Another very interesting part of this work was the method whereby the TRAP proteins were connected together. Naturally occurring protein cages are typically held together by relatively weak bonds known as hydrogen bonds and hydrophobic (“water hating”) interactions. The TRAP-cage however seems much too stable to be held together only by these types of bonds. Interestingly, the bonds holding TRAP-cage together can only be formed if tiny particles of gold (called gold clusters) are present. Each cluster contains only a few tens of gold atoms and is just 1.4 nanometres across. Gold is generally thought to be inert but discoveries have shown that these small gold clusters can be extremely reactive. The reasons for this are still unclear but may have to do with the way that the gold atoms are arranged together. Using gold clusters with proteins in this way is a new application for the material and may be a useful tool for building new, previously inaccessible protein shapes.

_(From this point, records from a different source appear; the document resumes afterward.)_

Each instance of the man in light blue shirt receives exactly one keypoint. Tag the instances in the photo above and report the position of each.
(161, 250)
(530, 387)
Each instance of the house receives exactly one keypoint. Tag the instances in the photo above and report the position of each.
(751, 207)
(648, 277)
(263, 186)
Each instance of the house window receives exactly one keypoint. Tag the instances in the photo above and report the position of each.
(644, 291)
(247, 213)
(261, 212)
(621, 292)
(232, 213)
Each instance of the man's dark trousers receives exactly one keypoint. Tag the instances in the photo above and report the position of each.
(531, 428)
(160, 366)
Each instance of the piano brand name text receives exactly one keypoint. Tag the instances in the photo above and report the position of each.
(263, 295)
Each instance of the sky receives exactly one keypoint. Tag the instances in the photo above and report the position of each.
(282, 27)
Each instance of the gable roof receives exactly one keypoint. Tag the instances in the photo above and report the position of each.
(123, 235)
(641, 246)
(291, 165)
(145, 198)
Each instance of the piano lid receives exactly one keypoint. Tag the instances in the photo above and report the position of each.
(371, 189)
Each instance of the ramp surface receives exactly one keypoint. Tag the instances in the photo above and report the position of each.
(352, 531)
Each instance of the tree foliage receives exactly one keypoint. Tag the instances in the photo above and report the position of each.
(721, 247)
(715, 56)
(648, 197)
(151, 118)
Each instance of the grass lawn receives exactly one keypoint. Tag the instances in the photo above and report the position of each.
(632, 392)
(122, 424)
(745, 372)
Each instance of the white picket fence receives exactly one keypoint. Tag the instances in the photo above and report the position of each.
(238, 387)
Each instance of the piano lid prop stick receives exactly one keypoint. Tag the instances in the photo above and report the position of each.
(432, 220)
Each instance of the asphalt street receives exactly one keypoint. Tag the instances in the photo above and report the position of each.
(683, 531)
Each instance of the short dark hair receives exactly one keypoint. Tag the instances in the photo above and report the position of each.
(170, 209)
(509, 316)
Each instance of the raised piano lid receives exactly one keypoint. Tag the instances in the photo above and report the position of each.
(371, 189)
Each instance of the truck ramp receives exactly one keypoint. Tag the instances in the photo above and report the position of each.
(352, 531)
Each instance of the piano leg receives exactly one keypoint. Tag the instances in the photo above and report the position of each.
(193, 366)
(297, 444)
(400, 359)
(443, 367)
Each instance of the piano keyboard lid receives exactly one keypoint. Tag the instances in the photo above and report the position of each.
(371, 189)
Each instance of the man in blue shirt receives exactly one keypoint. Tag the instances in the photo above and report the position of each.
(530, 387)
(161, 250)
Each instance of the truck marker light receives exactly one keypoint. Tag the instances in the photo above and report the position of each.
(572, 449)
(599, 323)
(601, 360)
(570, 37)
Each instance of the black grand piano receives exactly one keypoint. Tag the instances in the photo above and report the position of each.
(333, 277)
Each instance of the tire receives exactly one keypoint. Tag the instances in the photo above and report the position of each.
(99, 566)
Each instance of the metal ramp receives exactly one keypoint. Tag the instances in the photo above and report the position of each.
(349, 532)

So how might these findings be used? The results, which show a new kind protein assembly and interesting gold-protein chemistry, may allow transformative technologies. For the TRAP-cage specifically, the answer may come from another intriguing finding: Despite its high general stability, the TRAP-cage easily breaks apart in conditions equivalent to those inside cells. This raises the possibility of filling the centre of the cage with a drug molecule and using it to safely deliver the cargo to the inside of cells where it will be automatically released. Something to think about the next time you role a dice!

Prof. Jonathan Gardiner Heddle

Jonathan Heddle obtained his degree in Pharmacy from the University of Nottingham, UK and a PhD in biochemistry working under Prof. Tony Maxwell at the University of Leicester, UK. Here he carried out research on the bacterial enzyme DNA gyrase and where he also began to be interested in bionanoscience given that gyrase is an excellent example of a sophisticated nanoscale machine. After a short period of postdoctoral research in the same lab, he moved to Japan as a Japan Society for the Promotion of Science Postdoctoral Fellow working in biochemistry and structural biology in the structural biology laboratory of Prof. Jeremy Tame at Yokohama City University, Japan. He continued to work with Prof. Tame and Prof. Ichiro Yamashita (Nara Institute of Science and Technology, Japan) increasingly on bionanoscience-related topics including the production of a self-assembled protein nanotube. He became A PI in 2008, starting a laboratory at Tokyo Institute of Technology and continuing to investigate TRAP protein. In 2010 he became a PI at the RIKEN institute in Wako, Japan where he expanded his work to include DNA nanotechnology, using a technique known as  “DNA origami” and published work for the first time showing the production of TRAP-cage.